2021/09/04 09:30

所得計算をミス 107世帯1310万円過徴収、12世帯107万円未徴収 鹿児島・鹿屋市

南日本新聞ニュース
 鹿屋市は3日、畜産農家が2012~20年度に病院などで医療費を支払う際に総所得金額の算定を誤り、記録が残る5年分で、119世帯に誤徴収があったと発表した。107世帯から計約1310万円を過徴収、12世帯の計約107万円を徴収していなかった。地方自治法が定める時効消滅前の過去5年分について、追徴と還付の手続きをする。

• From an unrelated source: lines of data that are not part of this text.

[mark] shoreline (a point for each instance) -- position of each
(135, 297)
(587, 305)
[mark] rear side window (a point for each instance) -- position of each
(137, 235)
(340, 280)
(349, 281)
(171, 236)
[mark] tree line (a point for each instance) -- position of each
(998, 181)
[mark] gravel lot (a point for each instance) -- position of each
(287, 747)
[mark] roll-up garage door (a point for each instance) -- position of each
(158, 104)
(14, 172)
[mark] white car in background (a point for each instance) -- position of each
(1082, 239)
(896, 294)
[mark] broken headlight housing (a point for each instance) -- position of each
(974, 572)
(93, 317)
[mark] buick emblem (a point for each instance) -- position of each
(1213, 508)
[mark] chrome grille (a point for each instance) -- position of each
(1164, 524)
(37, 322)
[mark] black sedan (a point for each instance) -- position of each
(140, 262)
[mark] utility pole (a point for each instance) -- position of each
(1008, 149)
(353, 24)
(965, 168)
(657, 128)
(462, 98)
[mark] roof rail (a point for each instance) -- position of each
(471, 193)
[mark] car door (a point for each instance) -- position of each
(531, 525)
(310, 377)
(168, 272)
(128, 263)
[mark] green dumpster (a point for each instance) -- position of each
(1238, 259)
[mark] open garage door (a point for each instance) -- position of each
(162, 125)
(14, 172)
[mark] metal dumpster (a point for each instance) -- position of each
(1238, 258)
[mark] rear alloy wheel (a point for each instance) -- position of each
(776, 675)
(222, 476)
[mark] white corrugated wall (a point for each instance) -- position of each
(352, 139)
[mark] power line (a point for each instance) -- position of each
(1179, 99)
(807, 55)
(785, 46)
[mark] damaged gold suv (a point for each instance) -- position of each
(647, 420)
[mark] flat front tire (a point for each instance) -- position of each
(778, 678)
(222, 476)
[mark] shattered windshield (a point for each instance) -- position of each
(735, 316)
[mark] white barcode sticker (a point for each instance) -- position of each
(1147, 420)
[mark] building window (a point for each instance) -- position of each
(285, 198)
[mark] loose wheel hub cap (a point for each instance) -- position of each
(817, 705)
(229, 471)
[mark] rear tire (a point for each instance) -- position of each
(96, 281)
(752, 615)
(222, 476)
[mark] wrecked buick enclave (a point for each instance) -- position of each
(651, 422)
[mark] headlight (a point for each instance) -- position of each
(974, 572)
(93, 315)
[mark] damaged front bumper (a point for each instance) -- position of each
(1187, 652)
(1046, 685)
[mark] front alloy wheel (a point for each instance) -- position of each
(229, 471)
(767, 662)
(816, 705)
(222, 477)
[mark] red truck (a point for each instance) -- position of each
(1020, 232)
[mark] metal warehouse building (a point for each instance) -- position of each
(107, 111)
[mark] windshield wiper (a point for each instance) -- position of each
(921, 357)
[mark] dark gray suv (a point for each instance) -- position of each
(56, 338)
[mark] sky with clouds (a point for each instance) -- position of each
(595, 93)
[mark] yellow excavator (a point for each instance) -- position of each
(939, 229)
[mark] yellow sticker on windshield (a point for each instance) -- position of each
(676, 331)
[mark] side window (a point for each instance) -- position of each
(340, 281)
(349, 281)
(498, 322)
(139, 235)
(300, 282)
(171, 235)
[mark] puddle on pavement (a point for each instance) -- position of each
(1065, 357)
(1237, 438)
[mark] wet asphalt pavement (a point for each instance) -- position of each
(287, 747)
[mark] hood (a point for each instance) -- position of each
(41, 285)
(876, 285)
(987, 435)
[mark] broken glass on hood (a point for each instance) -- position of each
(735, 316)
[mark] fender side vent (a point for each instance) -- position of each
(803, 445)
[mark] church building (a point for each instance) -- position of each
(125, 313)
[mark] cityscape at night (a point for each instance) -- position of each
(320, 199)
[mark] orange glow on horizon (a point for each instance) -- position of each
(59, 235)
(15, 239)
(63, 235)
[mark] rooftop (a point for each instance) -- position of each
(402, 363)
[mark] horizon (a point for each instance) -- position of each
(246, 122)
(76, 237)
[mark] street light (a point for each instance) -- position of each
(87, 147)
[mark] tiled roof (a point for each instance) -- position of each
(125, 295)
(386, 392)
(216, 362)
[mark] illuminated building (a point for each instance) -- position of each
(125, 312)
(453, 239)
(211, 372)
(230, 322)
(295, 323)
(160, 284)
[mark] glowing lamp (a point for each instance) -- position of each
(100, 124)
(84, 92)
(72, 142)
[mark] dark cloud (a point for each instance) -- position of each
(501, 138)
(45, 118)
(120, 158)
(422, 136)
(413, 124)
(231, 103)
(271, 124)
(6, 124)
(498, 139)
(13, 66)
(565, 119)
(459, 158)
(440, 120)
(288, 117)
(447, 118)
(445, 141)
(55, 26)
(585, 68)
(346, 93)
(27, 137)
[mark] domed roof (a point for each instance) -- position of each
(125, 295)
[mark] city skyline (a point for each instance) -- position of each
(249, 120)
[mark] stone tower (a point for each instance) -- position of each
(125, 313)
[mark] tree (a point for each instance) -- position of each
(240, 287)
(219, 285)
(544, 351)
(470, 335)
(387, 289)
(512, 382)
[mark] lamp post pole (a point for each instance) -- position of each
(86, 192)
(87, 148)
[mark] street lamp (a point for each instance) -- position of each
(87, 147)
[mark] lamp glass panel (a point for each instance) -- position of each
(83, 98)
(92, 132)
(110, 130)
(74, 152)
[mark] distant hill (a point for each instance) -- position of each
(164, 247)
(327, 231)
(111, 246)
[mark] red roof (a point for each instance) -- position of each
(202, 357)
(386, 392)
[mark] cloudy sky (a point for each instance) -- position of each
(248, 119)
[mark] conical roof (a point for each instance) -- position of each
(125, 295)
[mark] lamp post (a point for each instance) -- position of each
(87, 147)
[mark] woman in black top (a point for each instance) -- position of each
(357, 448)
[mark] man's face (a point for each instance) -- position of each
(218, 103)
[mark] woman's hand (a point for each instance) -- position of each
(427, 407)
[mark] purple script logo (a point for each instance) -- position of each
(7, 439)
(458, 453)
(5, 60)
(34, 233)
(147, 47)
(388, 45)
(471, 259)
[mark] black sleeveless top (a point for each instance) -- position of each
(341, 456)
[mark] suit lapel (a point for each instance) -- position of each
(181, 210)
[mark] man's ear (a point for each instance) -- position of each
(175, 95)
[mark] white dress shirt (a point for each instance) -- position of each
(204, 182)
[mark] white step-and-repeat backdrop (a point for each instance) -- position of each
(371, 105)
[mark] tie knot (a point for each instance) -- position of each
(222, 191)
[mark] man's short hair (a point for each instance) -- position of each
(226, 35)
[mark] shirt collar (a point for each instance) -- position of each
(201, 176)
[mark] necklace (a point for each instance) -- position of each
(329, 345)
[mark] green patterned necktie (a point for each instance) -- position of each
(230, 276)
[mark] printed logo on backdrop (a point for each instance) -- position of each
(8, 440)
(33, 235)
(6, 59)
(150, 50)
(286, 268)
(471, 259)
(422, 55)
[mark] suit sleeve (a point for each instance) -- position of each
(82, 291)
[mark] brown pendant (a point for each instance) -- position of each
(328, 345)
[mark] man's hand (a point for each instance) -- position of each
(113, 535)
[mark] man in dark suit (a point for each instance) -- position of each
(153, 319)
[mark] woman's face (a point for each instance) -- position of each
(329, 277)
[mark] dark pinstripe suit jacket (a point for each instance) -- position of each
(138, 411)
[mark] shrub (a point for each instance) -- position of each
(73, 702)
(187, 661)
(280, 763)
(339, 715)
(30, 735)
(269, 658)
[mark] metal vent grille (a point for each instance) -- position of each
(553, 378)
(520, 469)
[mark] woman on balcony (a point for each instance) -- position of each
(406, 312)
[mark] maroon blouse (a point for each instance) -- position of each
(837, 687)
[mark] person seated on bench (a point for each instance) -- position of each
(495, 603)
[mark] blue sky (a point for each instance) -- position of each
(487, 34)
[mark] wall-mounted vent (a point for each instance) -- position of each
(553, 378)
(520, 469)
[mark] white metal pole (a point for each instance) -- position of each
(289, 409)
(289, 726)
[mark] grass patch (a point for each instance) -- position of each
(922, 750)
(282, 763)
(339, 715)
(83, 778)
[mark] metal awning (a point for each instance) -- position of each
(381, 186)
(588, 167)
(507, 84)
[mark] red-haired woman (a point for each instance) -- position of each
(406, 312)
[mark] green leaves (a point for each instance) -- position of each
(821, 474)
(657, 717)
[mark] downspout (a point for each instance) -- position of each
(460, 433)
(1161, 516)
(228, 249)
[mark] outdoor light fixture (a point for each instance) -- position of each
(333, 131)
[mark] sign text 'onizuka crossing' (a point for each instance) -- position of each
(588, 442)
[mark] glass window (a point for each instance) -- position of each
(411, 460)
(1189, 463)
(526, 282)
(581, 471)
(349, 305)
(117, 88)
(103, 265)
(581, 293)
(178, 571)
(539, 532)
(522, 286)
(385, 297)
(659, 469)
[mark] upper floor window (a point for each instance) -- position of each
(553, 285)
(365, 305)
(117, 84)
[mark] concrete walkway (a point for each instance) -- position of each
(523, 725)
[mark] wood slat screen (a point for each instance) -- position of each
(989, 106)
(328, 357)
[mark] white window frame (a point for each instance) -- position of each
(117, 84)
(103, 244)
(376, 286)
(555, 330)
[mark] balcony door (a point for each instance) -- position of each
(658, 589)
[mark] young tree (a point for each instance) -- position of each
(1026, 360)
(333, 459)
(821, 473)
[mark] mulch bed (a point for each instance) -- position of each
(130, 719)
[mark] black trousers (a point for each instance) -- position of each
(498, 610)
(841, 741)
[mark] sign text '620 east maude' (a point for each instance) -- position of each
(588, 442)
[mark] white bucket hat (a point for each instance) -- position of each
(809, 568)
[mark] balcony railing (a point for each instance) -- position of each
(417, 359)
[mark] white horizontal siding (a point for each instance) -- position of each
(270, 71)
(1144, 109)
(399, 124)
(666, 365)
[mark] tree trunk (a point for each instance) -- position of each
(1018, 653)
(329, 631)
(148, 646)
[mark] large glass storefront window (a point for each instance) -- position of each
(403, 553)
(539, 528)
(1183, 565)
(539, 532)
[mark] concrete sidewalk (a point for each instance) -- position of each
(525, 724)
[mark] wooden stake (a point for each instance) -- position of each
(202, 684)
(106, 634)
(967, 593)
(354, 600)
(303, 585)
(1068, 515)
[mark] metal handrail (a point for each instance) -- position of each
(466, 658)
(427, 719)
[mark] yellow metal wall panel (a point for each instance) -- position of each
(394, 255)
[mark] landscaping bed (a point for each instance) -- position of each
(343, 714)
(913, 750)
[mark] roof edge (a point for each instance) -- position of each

 市によると、12年度に医療保険の電算システムを更新した際、肉用牛の売却所得を総所得金額に加算する計算式の設定を担当課と業者が誤った。国民健康保険と後期高齢者医療保険の窓口負担割合の判定が異なっていた。1人当たりの過徴収が最大約55万円、徴収不足が約34万円だった。

 今年2月、県外で同様の事例があったため点検したところ、5月にミスが分かった。市は「設定後の確認も不十分だった」としている。

 地方自治法では5年を過ぎると、時効となる。市は、資料の保管期限が過ぎた12~15年度分は誤徴収を確認できないとし「請求があれば個別対応を検討する」とした。「大変ご迷惑を掛け、深くおわびする。職員によるチェック体制を強化して再発防止する」と陳謝した。